Travancore flying squirrel
- Conservation status: Least Concern (IUCN 3.1)

Scientific classification
- Kingdom: Animalia
- Phylum: Chordata
- Class: Mammalia
- Order: Rodentia
- Family: Sciuridae
- Genus: Petinomys
- Species: P. fuscocapillus
- Binomial name: Petinomys fuscocapillus (Jerdon, 1847)
- Synonyms: Sciuropterus layardi Kelaart, 1850 Sciuropterus fuscocapillus Jerdon, 1847

= Travancore flying squirrel =

- Genus: Petinomys
- Species: fuscocapillus
- Authority: (Jerdon, 1847)
- Conservation status: LC
- Synonyms: Sciuropterus layardi Kelaart, 1850 , Sciuropterus fuscocapillus Jerdon, 1847

Species of rodent

Travancore flying squirrel (Petinomys fuscocapillus) is a flying squirrel found in Sri Lanka and the Western Ghats of South India. Travancore flying squirrels were thought to be extinct but were rediscovered in 1989 after a gap of 100 years in Kerala (Nanayakkara et al. 2013). It was subsequently confirmed to also be present in Sri Lanka after 78 years (Nanayakkara et al. 2013).

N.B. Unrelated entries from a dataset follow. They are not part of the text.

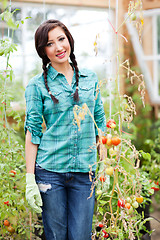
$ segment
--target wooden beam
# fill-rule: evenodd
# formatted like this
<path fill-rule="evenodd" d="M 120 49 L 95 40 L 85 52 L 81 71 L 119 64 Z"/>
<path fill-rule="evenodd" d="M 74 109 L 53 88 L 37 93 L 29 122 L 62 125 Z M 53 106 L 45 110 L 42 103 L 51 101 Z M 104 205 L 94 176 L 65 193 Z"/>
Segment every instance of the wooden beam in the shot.
<path fill-rule="evenodd" d="M 12 0 L 12 2 L 21 3 L 42 3 L 43 0 Z M 109 0 L 45 0 L 46 4 L 66 5 L 66 6 L 78 6 L 78 7 L 96 7 L 96 8 L 108 8 Z M 115 0 L 110 2 L 111 8 L 115 7 Z"/>

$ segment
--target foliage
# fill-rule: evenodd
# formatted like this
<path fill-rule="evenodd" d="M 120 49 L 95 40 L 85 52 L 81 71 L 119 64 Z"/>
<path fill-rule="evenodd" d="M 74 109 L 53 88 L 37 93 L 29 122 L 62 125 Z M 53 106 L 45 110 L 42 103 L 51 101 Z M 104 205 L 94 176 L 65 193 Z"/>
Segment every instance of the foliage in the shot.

The animals were reported only in wet and intermediate zones of the island, and had a few sightings in the Sinharaja Forest Reserve.

==Description==
The head and body length is 32 cm, and the tail is 25–29 cm.
Dorsally, this species is reddish brown, with ruddy-tinged grayish underparts. The tail is feather-shaped and reddish brown with a blackish undersurface. Their vibrissae are black. Like other members of this genus, the fur is soft, long and sheen.

==Subspecies==
There are 2 subspecies:
- Petinomys fuscocapillus fuscocapillus (Jerdon, 1847) - Western Ghats of Peninsular India
- Petinomys fuscocapillus layardi (Kelaart, 1850) - Sri Lanka.

==Ecology==
A rare, nocturnal mammal with a largely frugivorous diet, they are known to eat bark, shoots, and leaves, and sometimes insects.